The economic collapse sparked by the pandemic is triggering the most unequal recession in modern U.S. history, delivering a mild setback for those at or near the top and a depression-like blow for those at the bottom, according to a Washington Post analysis of job losses across the income spectrum.

Recessions often hit poorer households harder, but this one is doing so at a scale that is the worst in generations, the analysis shows.

Prior to this crisis, most Americans were living paycheck to paycheck, and many of them have families to support.

So what do you do when your income is gone but the expenses are still there?

Yesterday, I discussed the fact that 100,000 airline industry employees could soon lose their jobs.  One of those employees that is on the verge of being laid off is 41-year-old Toni Valentine

Toni Valentine, 41, a United reservations agent in Detroit who has been with the airline for 15 years, has been told she’ll be laid off this week. She has six children ranging in age from 2 to 22, and her husband can’t work because he’s recovering from a massive stroke.

“Knowing that I may not have insurance benefits, I feel like I have failed,” she said on a conference call set up by the Machinists Union. “I’m the primary breadwinner in this family.”

Can you imagine what it must be like for her right now?

She has been a faithful employee for 15 years, and now everything that she has worked for is about to be taken away.

51-year-old Tiffany Burgin is another woman that has had her career rudely interrupted by this pandemic.  She had worked her way up to become an assistant manager at a restaurant in the French Quarter of New Orleans, but now she fears that her job may be gone permanently if the tourists never return

“The writing is on the wall. I don’t think my owner is going to make it,” said Tiffany Burgin, an assistant manager of a restaurant in the French Quarter of New Orleans that remains closed. “It’s a 100% tourist-driven economy here. Until the tourists come back, we’re screwed.”

Burgin, 51, never got a college degree. She climbed her way up the ranks of New Orleans’ booming restaurant industry, serving entrees and tending bar for years before becoming a manager. But she has not worked since mid-March, after a mass of tourists caught the coronavirus following Mardi Gras celebrations. Many establishments in the French Quarter are still boarded up.

The only way that tourism will return to previous levels is if this virus goes away, but at this point it has become clear that is simply not going to happen.

So she will continue to have to try to survive on her meager unemployment checks, and that certainly is not easy

“I get $247 a week in unemployment,” Burgin said. “Who can live on that? Who? Nobody I know. I haven’t been this poor since I was a teenager.”

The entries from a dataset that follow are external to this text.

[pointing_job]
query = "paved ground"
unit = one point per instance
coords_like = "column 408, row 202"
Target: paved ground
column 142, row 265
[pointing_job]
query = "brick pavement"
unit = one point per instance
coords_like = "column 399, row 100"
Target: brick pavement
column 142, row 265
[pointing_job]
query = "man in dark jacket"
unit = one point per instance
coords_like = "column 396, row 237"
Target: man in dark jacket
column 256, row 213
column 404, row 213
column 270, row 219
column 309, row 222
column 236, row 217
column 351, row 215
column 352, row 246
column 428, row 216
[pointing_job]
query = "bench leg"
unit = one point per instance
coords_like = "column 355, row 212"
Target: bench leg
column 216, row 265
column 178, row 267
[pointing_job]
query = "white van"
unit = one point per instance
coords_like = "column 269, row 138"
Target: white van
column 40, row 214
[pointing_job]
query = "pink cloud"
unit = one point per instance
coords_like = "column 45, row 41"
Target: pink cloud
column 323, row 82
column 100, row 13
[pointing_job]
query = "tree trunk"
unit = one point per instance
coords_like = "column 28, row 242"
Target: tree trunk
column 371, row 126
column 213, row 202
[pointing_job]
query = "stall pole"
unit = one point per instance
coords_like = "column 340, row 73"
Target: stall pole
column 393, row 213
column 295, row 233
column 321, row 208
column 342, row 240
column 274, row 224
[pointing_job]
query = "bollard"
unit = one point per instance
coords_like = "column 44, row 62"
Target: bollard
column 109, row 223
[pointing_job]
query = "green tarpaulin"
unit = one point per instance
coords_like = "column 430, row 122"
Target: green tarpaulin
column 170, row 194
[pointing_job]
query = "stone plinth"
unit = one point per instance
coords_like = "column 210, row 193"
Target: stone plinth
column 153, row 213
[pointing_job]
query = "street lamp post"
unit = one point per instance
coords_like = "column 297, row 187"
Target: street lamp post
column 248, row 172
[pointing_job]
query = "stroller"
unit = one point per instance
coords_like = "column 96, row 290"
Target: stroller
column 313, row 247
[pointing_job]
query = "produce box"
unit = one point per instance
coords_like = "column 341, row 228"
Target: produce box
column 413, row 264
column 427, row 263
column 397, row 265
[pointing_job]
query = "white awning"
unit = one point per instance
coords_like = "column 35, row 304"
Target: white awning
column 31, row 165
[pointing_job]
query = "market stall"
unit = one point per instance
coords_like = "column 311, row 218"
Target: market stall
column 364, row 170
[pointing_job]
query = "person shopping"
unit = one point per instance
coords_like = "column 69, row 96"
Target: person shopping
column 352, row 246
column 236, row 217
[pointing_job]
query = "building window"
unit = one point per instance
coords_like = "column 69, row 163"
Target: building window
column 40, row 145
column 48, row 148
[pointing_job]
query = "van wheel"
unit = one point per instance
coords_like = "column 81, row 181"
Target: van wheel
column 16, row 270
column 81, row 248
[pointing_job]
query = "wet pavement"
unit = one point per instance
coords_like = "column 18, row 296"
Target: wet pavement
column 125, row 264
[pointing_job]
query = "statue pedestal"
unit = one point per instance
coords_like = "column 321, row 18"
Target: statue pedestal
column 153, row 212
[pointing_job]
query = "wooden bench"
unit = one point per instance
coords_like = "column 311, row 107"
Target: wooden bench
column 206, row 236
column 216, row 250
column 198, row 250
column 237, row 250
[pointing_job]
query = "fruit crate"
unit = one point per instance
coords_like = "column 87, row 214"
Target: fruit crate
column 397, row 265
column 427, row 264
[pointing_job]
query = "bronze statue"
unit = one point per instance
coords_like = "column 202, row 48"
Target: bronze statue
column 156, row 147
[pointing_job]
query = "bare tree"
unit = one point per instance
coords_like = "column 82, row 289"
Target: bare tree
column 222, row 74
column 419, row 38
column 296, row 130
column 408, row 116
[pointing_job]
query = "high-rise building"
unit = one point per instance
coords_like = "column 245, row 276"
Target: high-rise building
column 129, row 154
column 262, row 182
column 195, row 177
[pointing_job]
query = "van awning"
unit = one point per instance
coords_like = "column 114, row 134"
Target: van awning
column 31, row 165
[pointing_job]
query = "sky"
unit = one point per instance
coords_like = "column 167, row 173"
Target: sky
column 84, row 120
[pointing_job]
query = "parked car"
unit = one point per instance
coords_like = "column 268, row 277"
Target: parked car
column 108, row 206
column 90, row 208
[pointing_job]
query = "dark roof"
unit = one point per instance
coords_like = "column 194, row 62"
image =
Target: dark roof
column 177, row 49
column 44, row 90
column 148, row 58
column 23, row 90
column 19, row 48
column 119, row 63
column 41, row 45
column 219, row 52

I wish that I had some good news for workers such as Burgin and Valentine, but I don’t.  In fact, economic conditions will eventually get a whole lot worse.

But in the short-term, the country is fixated on the upcoming election, and every day we see more evidence that both sides are bracing for a very long battle.

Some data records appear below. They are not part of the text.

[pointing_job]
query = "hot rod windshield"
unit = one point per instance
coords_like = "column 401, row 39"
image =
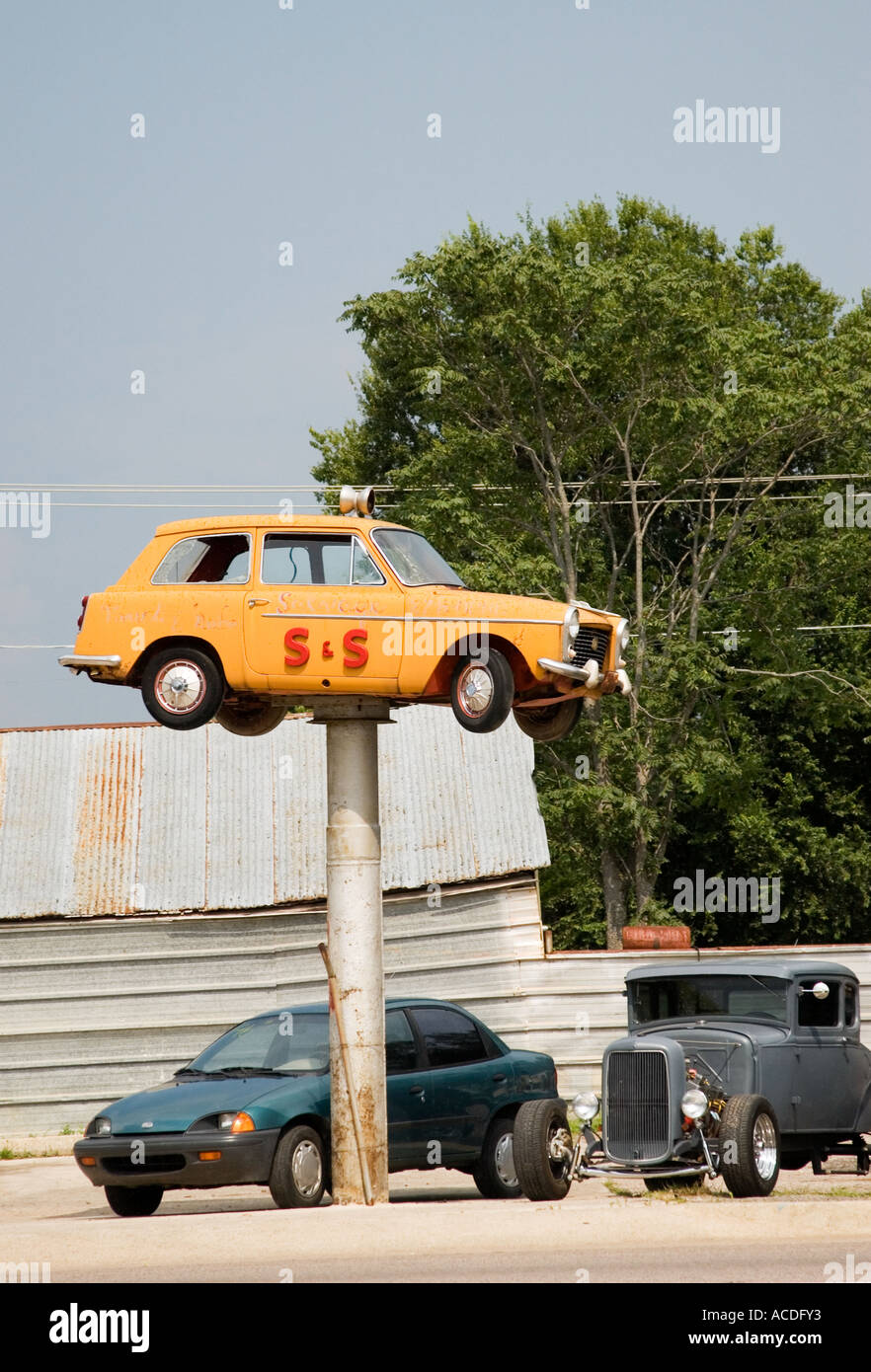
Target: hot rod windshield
column 708, row 998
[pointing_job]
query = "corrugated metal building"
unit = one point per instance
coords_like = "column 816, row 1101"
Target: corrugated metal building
column 159, row 886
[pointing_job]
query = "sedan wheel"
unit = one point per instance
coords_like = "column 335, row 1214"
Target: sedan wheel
column 494, row 1174
column 298, row 1176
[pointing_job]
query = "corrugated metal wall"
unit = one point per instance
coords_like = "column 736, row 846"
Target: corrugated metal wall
column 123, row 819
column 91, row 1010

I know that there are supporters of both candidates that believe that a “nightmare scenario” can still be avoided because they are convinced that their guy is going to blow the other candidate out of the water on election night.

We shall see what happens, but I don’t think that it is going to work out that way.

Instead, I believe that we are headed for a horror show, and I don’t think that America will ever be the same again after this.